الصحفي السوداني سالم الهاشمي

Le journaliste soudanais Salem al-Hashemi

 

La couverture indépendante des journalistes, en particulier dans les zones d'affrontements armés, peut mettre leur vie en danger. M. Al-Hashemi, par exemple, a reçu des menaces de mort.

"J'ai pris ces menaces au sérieux et j'en ai informé les autorités. Je fais mon travail normalement malgré l'incertitude, d'autant plus qu'il n'y a pas de lois ou d'engagements de la part des deux [parties] pour protéger les journalistes ou répondre à leurs demandes d'interviews ou de reportages dans certaines zones sous leur contrôle", précise-t-il.

Les trois premiers jours des affrontements ont été particulièrement éprouvants, se souvient M. Al-Hashemi, étant donné qu'ils ont eu lieu à la fin du Ramadan. "Les dommages et les cadavres dans les rues étaient choquants, et [je ne pouvais pas me reposer] plus d’une heure par jour", raconte-t-il.

Conseils pour les correspondants au Soudan

  • Les journalistes doivent se préparer correctement au travail sur le terrain. Ils doivent évaluer le danger à l'avance, peser les risques potentiels et prévoir comment les affronter.

  • La sécurité numérique est essentielle. Les journalistes doivent utiliser des applications de communication sécurisées pour protéger leurs données personnelles.

  • Faites preuve d'une prudence accrue lorsque vous utilisez les réseaux sociaux, et ne fournissez aucune information aux autorités ou aux groupes armés qui pourrait mettre votre sécurité en péril.

  • Préparez des équipements de sécurité et ayez une trousse de premiers secours avec vous.

  • Reposez-vous et donnez la priorité à votre bien-être mental.
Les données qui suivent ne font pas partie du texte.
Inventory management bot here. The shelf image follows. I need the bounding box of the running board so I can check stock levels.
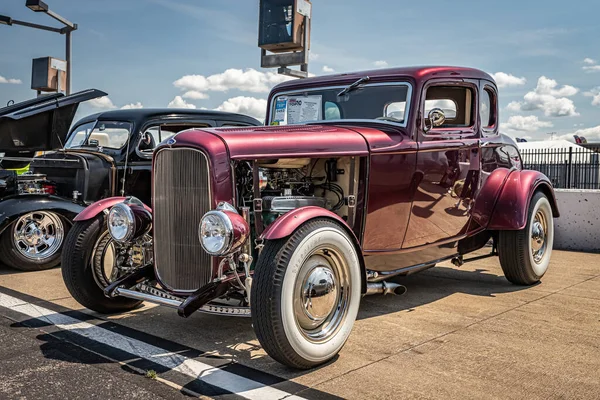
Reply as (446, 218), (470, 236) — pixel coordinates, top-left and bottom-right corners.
(113, 284), (251, 317)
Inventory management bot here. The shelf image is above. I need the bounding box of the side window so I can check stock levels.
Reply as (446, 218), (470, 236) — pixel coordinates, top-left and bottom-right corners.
(383, 101), (406, 121)
(424, 86), (475, 129)
(219, 121), (251, 126)
(479, 88), (496, 128)
(146, 126), (160, 143)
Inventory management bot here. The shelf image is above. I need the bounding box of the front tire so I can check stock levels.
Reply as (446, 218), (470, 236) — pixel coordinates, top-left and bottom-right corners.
(62, 214), (142, 314)
(0, 211), (69, 271)
(250, 219), (362, 369)
(498, 192), (554, 285)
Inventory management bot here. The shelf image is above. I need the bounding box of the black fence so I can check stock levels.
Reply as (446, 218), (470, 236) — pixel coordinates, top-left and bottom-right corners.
(521, 147), (600, 189)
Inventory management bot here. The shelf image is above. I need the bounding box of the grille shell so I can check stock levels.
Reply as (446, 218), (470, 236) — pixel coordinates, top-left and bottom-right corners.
(152, 148), (212, 292)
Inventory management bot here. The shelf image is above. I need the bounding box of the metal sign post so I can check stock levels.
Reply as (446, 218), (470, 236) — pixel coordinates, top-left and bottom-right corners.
(259, 0), (312, 78)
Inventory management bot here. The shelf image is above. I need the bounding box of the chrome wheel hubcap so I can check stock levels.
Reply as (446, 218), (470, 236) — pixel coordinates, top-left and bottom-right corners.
(531, 210), (548, 264)
(294, 248), (350, 343)
(13, 211), (64, 261)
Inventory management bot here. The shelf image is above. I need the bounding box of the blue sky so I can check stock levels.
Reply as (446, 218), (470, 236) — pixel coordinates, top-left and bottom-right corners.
(0, 0), (600, 140)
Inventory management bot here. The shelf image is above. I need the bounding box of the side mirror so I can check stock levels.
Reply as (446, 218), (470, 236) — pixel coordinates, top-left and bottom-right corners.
(425, 108), (446, 133)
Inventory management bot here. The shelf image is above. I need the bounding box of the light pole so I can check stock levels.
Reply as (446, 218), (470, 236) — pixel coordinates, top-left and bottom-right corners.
(0, 0), (77, 95)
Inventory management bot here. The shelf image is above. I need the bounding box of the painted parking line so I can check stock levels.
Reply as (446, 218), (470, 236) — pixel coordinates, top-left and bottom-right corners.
(0, 292), (304, 400)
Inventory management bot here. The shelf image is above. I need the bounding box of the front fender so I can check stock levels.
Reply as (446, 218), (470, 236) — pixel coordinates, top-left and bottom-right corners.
(73, 196), (152, 222)
(487, 170), (560, 230)
(0, 194), (85, 233)
(260, 206), (358, 243)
Travailler dans un environnement dangereux, dans des conditions difficiles et pendant de longues heures, a un impact négatif sur la santé psychologique et physique des correspondants.

Ressources et soutiens pour les journalistes au Soudan

  • L'UNESCO a élaboré un guide sur la sécurité utile pour les journalistes travaillant dans des environnements dangereux.

  • Le Rory Peck Trust apporte un soutien pratique et financier aux journalistes indépendants et à leurs familles dans le monde entier. Il leur fournit également une assistance en temps de crise et les aide à travailler en toute sécurité et de manière professionnelle lorsqu'ils couvrent des conflits.

  • Fonds d'urgence d'Internews : Internews a lancé une campagne de collecte de fonds pour les journalistes du Soudan par le biais de son Fonds d'urgence. La campagne vise à fournir un soutien financier aux journalistes, des équipements de sécurité, des médicaments et un soutien psychologique.

  • Le Fonds de sécurité de la Fédération internationale des journalistes apporte un soutien financier aux journalistes travaillant dans des zones dangereuses ou en conflit, y compris au Soudan.

  • Le Reporters Respond Fund est un fonds d'urgence qui fournit une aide directe ainsi qu'un soutien et des conseils juridiques liés à la sécurité des journalistes et des organisations médiatiques.

  • Journalists in Distress dresse la liste des principaux fonds et organisations qui soutiennent les journalistes travaillant dans des zones de conflit.


Photos fournies par le journaliste soudanais Salem Al-Hashemi.

Cet article a d’abord été publié sur IJNet en arabe.